On the bottom of the statue, not normally visible, is a carving of Tlaltecuhtli ("earth-lord").

Discovery

The statue was discovered in the main plaza of Mexico City on 13 August 1790. The sun stone (also known as the "calendar stone") was found nearby on 17 December.
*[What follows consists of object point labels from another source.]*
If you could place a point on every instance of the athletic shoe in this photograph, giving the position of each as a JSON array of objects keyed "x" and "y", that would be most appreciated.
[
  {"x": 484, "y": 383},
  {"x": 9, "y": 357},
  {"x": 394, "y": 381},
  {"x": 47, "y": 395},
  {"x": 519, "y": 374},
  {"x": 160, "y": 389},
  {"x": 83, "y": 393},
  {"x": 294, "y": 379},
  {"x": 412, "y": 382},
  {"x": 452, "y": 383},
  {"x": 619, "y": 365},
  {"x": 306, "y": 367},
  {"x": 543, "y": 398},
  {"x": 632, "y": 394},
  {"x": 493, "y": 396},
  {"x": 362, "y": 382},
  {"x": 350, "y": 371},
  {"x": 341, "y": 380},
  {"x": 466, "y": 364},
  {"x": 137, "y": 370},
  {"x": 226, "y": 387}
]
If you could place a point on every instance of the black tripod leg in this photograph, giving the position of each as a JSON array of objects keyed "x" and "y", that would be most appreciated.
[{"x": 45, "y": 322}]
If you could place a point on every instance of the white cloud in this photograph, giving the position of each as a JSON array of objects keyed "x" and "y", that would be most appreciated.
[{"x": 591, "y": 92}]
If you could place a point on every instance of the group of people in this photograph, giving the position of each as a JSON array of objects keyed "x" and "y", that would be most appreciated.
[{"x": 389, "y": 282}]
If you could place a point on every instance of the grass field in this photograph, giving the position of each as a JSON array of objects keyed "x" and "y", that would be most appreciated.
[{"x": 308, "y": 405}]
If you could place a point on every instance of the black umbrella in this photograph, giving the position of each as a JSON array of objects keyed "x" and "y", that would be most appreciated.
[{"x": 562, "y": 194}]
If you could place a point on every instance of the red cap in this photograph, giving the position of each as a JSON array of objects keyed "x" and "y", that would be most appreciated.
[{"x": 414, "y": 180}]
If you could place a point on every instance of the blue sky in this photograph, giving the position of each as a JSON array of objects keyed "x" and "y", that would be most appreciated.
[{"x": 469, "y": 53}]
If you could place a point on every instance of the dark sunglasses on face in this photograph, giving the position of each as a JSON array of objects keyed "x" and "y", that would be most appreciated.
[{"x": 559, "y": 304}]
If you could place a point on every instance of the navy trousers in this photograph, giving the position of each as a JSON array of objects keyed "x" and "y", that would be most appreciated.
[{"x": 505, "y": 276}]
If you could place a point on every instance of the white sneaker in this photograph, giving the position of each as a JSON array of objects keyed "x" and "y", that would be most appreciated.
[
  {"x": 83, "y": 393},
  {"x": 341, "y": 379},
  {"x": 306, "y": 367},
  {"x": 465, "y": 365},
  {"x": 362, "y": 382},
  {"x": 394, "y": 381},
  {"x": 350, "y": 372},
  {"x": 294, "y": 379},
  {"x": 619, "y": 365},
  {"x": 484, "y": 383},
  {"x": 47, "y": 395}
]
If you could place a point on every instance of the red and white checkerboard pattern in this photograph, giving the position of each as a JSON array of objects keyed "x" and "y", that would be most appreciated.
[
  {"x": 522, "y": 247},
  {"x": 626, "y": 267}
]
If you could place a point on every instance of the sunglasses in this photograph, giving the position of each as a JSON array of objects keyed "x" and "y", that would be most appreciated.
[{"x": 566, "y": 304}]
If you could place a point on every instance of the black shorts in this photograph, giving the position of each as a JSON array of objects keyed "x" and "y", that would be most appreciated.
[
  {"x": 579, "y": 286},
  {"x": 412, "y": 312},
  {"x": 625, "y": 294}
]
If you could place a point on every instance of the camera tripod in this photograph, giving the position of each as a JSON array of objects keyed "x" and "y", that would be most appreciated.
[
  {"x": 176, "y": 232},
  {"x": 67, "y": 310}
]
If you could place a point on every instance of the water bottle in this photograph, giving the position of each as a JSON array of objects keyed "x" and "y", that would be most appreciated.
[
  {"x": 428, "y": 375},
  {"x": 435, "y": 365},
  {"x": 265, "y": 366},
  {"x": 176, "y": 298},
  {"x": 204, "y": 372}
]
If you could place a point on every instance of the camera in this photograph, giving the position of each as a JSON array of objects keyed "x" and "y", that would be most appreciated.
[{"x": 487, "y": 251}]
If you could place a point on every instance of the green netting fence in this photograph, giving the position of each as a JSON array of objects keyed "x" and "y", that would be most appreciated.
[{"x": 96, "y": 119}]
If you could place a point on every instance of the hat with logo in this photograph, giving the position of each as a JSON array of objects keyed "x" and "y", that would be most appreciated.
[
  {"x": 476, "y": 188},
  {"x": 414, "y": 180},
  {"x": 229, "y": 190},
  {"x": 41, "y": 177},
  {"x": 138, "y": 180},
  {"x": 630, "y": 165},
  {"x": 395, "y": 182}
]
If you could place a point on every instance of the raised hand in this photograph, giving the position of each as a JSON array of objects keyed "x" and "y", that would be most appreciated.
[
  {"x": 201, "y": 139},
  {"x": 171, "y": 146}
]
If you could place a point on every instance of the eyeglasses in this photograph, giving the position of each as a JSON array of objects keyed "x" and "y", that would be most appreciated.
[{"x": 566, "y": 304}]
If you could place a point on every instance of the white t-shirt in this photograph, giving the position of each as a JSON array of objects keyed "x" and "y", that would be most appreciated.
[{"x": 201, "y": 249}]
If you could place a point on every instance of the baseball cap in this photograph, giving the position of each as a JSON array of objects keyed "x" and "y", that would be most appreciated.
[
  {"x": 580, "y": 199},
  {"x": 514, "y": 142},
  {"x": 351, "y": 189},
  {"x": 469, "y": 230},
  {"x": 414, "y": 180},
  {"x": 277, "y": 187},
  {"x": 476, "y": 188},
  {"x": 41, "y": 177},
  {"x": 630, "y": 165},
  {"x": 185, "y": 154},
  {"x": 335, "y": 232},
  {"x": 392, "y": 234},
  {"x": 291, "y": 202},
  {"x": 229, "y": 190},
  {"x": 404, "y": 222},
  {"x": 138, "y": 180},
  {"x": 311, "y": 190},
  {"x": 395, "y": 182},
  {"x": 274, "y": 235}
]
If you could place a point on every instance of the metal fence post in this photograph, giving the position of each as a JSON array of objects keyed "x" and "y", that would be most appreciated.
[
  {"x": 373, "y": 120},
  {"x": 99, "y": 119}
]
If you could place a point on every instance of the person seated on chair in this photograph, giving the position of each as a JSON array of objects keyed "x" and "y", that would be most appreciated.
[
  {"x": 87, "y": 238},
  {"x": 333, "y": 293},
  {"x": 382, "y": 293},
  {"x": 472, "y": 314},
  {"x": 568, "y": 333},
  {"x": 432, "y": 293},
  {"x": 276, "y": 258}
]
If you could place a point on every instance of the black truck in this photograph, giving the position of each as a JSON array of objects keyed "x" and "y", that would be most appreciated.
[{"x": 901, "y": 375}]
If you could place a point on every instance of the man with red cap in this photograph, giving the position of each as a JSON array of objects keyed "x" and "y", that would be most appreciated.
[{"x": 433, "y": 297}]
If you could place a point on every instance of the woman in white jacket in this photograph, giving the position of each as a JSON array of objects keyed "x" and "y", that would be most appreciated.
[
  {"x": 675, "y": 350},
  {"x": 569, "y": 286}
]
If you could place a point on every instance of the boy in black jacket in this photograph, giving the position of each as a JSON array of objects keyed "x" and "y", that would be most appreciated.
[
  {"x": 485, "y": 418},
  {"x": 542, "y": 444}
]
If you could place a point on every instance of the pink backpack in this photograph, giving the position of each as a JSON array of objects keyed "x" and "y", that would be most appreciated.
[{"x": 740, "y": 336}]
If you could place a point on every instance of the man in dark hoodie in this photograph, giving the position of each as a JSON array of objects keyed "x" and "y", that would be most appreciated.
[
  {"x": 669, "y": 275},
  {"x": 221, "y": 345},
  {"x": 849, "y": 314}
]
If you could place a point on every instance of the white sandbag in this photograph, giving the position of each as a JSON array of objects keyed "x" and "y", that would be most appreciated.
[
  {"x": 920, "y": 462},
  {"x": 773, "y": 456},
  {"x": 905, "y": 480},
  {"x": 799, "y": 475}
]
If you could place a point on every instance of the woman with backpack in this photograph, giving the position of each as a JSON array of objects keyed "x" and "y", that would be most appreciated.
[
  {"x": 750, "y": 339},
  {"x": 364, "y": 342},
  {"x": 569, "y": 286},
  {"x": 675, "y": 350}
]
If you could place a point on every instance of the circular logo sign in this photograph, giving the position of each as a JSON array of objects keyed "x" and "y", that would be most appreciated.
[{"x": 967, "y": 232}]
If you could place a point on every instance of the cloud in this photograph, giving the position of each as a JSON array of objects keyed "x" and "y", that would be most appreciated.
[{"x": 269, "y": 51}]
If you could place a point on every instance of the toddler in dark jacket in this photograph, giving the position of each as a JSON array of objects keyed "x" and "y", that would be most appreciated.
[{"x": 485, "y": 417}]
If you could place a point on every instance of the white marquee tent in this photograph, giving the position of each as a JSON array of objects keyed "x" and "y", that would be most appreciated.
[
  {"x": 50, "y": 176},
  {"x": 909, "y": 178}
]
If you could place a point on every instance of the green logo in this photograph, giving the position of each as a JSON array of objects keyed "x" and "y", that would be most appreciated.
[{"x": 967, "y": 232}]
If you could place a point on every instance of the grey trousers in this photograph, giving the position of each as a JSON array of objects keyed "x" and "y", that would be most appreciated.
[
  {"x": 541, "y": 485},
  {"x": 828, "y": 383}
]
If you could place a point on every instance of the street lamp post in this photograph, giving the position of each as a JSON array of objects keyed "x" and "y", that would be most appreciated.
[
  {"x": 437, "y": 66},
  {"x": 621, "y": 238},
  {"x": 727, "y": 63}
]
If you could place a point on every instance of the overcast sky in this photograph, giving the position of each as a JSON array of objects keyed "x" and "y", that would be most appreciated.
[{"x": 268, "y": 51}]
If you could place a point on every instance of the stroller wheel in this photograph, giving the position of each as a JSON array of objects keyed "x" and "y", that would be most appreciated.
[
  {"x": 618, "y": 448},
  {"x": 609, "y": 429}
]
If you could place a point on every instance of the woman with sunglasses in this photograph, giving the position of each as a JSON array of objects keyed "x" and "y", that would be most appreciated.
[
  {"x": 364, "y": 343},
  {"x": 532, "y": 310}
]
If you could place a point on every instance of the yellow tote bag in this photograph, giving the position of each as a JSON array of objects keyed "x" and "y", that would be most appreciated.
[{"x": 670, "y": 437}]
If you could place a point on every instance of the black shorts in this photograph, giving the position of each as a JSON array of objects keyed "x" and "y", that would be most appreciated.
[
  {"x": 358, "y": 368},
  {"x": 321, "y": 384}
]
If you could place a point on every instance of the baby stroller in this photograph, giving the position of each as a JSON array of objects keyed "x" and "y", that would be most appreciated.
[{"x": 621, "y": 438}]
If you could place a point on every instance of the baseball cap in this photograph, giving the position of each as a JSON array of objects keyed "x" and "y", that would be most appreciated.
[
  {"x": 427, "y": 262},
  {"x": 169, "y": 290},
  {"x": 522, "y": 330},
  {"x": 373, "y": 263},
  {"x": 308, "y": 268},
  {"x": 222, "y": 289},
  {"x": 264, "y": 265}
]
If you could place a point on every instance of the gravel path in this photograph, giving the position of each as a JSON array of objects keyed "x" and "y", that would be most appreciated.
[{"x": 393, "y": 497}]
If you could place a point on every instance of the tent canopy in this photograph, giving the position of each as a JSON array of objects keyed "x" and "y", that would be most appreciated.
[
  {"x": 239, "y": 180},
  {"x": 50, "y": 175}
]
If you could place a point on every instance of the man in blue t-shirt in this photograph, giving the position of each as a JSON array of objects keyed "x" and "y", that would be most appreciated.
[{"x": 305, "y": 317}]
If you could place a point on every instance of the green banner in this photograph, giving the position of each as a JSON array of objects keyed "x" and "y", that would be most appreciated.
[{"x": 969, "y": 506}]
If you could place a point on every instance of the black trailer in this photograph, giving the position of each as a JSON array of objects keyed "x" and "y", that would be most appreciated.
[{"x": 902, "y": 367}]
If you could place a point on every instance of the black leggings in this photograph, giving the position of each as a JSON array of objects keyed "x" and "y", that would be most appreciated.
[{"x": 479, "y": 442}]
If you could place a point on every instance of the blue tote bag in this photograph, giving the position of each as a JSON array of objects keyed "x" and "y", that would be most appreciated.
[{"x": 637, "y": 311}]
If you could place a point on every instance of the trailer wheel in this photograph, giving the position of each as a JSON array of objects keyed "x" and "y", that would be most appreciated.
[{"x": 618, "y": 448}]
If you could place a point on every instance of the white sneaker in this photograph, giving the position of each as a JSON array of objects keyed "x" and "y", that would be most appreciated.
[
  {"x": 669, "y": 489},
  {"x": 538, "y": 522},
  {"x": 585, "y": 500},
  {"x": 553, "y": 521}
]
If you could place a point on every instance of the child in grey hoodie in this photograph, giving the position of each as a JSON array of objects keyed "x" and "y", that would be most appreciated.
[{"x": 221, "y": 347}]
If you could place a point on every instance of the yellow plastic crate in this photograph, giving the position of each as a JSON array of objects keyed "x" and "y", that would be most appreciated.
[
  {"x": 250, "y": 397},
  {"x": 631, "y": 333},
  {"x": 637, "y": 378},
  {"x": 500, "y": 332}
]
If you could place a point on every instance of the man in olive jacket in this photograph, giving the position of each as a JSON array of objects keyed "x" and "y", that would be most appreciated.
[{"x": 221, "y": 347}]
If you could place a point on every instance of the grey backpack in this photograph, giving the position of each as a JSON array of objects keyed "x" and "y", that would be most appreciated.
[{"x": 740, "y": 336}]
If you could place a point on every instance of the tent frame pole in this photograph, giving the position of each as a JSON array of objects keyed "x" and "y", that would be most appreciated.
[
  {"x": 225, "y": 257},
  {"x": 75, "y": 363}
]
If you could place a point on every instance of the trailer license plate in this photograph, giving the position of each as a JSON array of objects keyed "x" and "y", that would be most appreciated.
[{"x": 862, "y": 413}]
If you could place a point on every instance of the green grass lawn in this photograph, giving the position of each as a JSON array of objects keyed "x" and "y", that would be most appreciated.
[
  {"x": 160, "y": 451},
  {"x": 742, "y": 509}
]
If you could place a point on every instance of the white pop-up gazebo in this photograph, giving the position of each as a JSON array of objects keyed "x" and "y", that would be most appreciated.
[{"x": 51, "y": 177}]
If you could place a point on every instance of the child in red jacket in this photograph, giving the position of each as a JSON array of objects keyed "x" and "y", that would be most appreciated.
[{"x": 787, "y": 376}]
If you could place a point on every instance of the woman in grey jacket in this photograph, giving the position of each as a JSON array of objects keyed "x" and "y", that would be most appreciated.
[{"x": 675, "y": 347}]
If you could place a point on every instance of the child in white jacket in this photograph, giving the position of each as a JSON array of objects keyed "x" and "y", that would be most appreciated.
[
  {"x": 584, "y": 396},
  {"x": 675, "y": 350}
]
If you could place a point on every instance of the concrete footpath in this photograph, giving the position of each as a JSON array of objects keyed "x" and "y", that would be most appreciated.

The first scholar to study the statue was Antonio de León y Gama, who incorrectly identified the god depicted as "Teoyamiqui" (i.e. Teoyaomiqui).[1]

Reactions

Criollos and Europeans regarded the statue as a horrible, deformed monster. Mexican Indians on the other hand began to worship it, visiting it with candles and adorning it with flowers. To prevent this, the statue was buried in the patio of the University of Mexico where it could not be seen.[2]

Copies

The statue was dug up in 1803, so that Alexander von Humboldt could make drawings and a cast, after which it was reburied. It was again dug up in 1823, so that William Bullock could make another cast, which was displayed the next year in the Egyptian Hall in Piccadilly, London, as part of Bullock's Ancient Mexico exhibition.[3]

Other statues

Another statue, called Yolotlicue ("heart-her-skirt"), was discovered in 1933. Though badly damaged, it is identical to Coatlicue except for having a skirt of hearts instead of snakes. Two fragments of a similar statue or statues also exist, suggesting that these were part of a larger set.[4]

References

  1. León y Gama, Antonio de (1792). Descripción histórica y cronológica de las dos piedras. México: Impr. de Don F. de Zúñiga y Ontiveros. 
  2. Leask, Nigel (2004) [2002]. Curiosity and the Aesthetics of Travel Writing, 1770–1840: From an Antique Land. Oxford: Oxford University Press. pp. pp. 278, 313. ISBN 0-19-926930-0. 
  3. Boone, Elizabeth Hill (1987). "Templo Mayor Research, 1521–1978". The Aztec Templo Mayor: A Symposium at Dumbarton Oaks, 8th and 9th October 1983. Washington, D.C: Dumbarton Oaks Research Library and Collection. pp. p. 25. ISBN 0-88402-149-1. 
  4. Boone, Elizabeth Hill (1989). Incarnations of the Aztec Supernatural: The Image of Huitzilopochtli in Mexico and Europe. Philadelphia: The American Philosophical Society. pp. p. 47. ISBN 0-87169-792-0.